Figure 4.
Assay validation and estimation of true intactness
(A) 2 × 2 table showing the number of sequences with predicted intact or defective calls using our protocol and the calls based on sequence analysis in the Proviral Sequence Database.
(B) Equation to calculate the expected number of HIV genome copies per 106 T cells that would give triple-positive results from both HIV assays (5-target estimate [“5-TE”]): the probability of intactness by assay1 and intactness by assay2, multiplied by the average number of HIV copies (both intact and defective) that were detected across the two assays.
(C) Approximation of true provirus intactness using the ddPCR protocol and relationship to quantitative viral outgrowth assay (QVOA). Shown are the lower and higher of the two HIV assay results (both n = 192), the 5-TE n = 192), and the QVOA result where available (red lines; n = 35).
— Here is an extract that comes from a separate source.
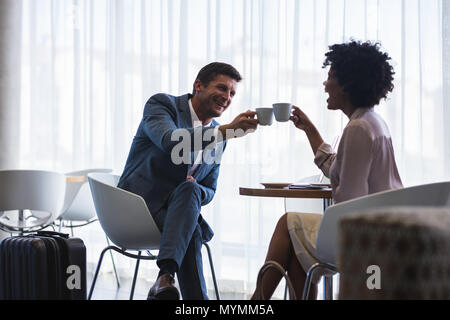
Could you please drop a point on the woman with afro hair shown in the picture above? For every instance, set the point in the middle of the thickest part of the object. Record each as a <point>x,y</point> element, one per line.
<point>359,77</point>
(D and E) Correlation between QVOA or dQVOA and the lower of the two assays (D) or 5-TE (E). Not included are samples where QVOA or ddPCR results were zero. Spearman’s rho and Pearson’s r are given, with p values resulting from tests of the null hypotheses that there is no monotonic (Spearman) or linear (Pearson) relationship between the two parameters. For the UW-CFAR_QVOA cohort (n = 14 PLH), two samples were tested at two different dilutions. For the San Francisco cohort (n = 9 PLH), one sample did not have a dQVOA result but did have a QVOA result (open blue circle). All tests were done with three replicate wells for the HIV assays and two replicate wells for the reference gene assay.